Agak lama, suami saya kembali ke mobil. Tetapi ia masih membawa bungkusn plastik berisi oleh-oleh yang seharusnya diserahkan pada tetangga kami.
"Nggak ketemu Si Mbah, Bi?" Tanya saya.
"Ruangannya sih ketemu, tapi Abi nggak tahu itu Mbah atau bukan. Banyak orang-orang yang ngumpul, tapi nggak ada satupun yang Abi kenal."

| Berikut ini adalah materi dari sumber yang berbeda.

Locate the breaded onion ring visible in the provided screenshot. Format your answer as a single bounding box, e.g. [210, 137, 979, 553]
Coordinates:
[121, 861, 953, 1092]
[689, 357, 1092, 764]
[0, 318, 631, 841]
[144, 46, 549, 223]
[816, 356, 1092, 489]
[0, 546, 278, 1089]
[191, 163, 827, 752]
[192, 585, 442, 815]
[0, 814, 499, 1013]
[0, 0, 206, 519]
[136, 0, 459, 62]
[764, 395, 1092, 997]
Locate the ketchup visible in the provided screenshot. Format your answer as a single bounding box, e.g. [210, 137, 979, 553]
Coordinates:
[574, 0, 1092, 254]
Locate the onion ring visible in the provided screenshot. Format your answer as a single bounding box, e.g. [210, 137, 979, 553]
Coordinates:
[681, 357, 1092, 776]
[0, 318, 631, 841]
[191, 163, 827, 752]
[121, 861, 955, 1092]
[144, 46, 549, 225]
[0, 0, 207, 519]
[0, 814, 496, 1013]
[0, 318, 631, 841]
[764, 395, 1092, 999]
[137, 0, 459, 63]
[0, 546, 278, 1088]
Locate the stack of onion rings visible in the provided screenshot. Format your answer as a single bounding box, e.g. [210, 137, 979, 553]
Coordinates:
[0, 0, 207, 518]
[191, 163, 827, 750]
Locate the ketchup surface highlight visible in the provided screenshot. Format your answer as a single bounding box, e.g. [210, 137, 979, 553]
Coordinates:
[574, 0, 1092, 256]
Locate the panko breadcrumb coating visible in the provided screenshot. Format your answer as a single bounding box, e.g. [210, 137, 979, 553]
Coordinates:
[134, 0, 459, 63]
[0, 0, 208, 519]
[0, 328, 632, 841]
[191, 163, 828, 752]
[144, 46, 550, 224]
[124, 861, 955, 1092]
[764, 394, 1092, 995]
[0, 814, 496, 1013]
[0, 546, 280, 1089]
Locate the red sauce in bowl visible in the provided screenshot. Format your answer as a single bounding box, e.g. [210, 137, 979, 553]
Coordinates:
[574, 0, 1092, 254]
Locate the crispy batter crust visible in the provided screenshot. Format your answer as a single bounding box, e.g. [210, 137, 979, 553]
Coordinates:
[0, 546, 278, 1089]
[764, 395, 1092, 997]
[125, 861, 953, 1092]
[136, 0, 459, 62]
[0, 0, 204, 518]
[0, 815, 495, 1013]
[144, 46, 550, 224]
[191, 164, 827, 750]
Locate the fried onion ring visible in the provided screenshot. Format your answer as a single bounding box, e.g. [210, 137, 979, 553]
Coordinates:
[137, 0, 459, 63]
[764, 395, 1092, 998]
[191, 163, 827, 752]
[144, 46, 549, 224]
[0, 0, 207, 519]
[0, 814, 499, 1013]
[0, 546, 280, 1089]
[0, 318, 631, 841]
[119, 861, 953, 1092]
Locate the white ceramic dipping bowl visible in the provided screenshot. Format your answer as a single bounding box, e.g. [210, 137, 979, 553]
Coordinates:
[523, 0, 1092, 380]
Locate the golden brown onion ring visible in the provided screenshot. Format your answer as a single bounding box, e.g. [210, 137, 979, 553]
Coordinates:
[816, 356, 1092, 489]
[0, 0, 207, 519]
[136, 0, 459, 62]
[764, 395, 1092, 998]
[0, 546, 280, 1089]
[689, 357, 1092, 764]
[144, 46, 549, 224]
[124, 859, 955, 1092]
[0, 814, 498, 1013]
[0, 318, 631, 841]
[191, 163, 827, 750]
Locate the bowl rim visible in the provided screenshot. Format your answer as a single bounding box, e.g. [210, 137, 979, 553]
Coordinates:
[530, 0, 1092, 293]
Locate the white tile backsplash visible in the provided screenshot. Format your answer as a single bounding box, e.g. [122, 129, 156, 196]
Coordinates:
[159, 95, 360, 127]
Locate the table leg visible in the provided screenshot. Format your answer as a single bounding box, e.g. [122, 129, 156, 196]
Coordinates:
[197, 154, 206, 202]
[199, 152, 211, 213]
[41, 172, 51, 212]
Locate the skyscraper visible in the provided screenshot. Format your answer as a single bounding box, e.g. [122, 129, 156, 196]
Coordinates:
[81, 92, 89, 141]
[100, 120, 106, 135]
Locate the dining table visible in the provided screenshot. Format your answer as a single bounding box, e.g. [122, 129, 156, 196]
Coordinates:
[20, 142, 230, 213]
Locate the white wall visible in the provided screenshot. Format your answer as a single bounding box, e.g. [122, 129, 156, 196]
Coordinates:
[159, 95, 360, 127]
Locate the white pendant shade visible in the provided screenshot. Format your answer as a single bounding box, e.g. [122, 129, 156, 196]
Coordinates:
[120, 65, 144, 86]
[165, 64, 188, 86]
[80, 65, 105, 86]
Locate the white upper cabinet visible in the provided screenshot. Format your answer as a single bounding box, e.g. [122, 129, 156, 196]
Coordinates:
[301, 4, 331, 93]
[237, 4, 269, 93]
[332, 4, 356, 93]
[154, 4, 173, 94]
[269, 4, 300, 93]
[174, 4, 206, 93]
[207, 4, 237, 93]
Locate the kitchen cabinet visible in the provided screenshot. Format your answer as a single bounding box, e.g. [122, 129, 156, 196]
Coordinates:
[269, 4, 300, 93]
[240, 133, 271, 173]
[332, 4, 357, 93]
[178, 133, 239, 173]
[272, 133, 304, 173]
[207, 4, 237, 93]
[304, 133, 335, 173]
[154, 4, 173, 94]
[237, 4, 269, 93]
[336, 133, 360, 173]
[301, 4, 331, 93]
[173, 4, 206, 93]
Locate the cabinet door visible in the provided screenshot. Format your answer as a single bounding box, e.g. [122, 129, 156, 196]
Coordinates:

Jadi? Rasanya lucu jika kami harus pulang tanpa hasil, dengan oleh-oleh yang masih utuh. Tidak sebanding dengan waktu yang dihabiskan karena lalu lintas yang macet. Maka saya memutuskan untuk masuk saja ke rumah sakit itu. Suami saya menemani. Anak-anak kami tinggal di mobil.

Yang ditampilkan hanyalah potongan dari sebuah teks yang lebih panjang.